La parole qui engage

Prédication prononcée le 4 novembre 2012, au temple de l'Étoile à Paris,

par le pasteur Louis Pernot

On connait cette parole forte de l’Evangile : « que votre oui soit oui et votre non soit non », elle plait aux protestants qui aiment à professer l’honnêteté, la rigueur et la franchise. Mais en fait ce qui est écrit, c’est : « que votre réponse soit oui oui, ou non non » pour dire de ne pas jurer, comme si il y avait un formalisme qui faisait qu’une parole engage ou non, comme si l’on devait particulièrement dire la vérité en cas de serment, ce qui laisserait supposer qu’on pourrait allégrement mentir sinon. Mais pour le Christ, le fait de jurer sur ceci ou cela de sacré ne change rien, ce qu’on a à dire, il faut le dire, et que l’on jure sur la Bible ou non ne doit pas faire la différence sur son exigence de vérité. Sinon, on tombe dans des casuistiques de cours d’école : si on jure en croisant les doigts alors on peut mentir, ou des justifications qui n’en sont pas, comme cette histoire d’une bonne qui accepte finalement de dire faussement que son patron n’est pas là parce qu’en le disant elle met un index dans la manche de l’autre main, et en effet, son patron n’est pas dans sa manche. Mais tout cela, donc, ce sont des enfantillages. Il faut avoir une vie cohérente, il n’y a pas de lieu ou de moment où l’on devrait dire la vérité comme s’il y en avait d’autres où il serait anodin de mentir. Les protestants ont toujours été très sensibles à cela, refusant qu’il y ait des lieux plus particulièrement sacrés, comme s’il pouvaient y en avoir qui ne le soient pas, et refusant les temps comme celui du Carême, où il faudrait faire des efforts pour penser à Dieu, comme si le reste de l’année on pouvait l’oublier et se goinfrer sans vergogne. Ce qu’il est bon de faire, il faut le faire, quelque soit le temps, et quelle que soit la circonstance ou la modalité, quel que soit le formalisme que l’on mette en œuvre.

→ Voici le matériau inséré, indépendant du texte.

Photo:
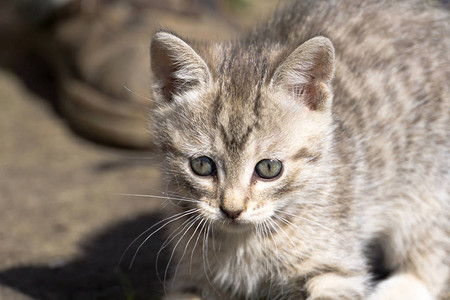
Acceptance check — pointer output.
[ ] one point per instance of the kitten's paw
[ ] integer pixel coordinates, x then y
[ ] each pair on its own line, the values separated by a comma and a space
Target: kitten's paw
401, 287
182, 296
335, 287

C’est aussi contre autre chose que cette saillie de Jésus s’élève : la superstition des vœux que l’on peut faire en disant : « s’il m’arrive ceci, ou cela, je jure de... ne pus boire, ou de ne plus me couper les cheveux, etc.... ». Cette pratique était courante dans le judaïsme, et on en voit des traces importantes dans l’Ancien Testament, comme le vœu de Naziréat. Le Nazir était un enfant consacré à l’Eternel dès le sein de sa mère, contre la promesse qu’il ne se couperait pas les cheveux et qu’il ne boirait pas d’alcool. On connaît en particulier l’exemple de Samson. Les théologiens s’interrogent pour savoir si Jésus a pu être un de ces Nazirs. Certains éléments font pencher vers cela, en particulier le nom qui lui est donné de « Nazaréen » qui ne peut s’expliquer par son origine de Nazareth puisqu’il n’y a pas de « t ». Ce pourrait être : Jésus le Naziréen, Jésus le Nazir. Et l’on voit en effet que Jésus est consacré à Dieu depuis le ventre de sa mère, ce qui peut être à l’origine de cette légende de la conception virginale, ou tout au moins ceci pouvant être une amplification de cela. Mais voilà, Jésus ne se privait pas de boire du vin. Certains pensent précisément que Jésus le Nazir a souhaité montrer par là même qu’il voulait aller au delà des formalismes, et que le fait d’être consacré à Dieu était au delà du fait de boire ou non du vin. Dans le même sens, Jésus va plusieurs fois transgresser les commandements formels du Judaïsme, désobéir aux paroles divines, comme en guérissant un homme le jour du Sabbat. Pour lui, ce qui compte, ce ne sont pas les formalismes, ce n’est pas de respecter une parole, fut-elle divine, mais de faire le bien autour de soi. Et si je peux sauver une vie, si je peux même simplement aider, soulager un prochain au prix d’une transgression de parole alors je le ferai parce que mon prochain est plus important que tout engagement de parole.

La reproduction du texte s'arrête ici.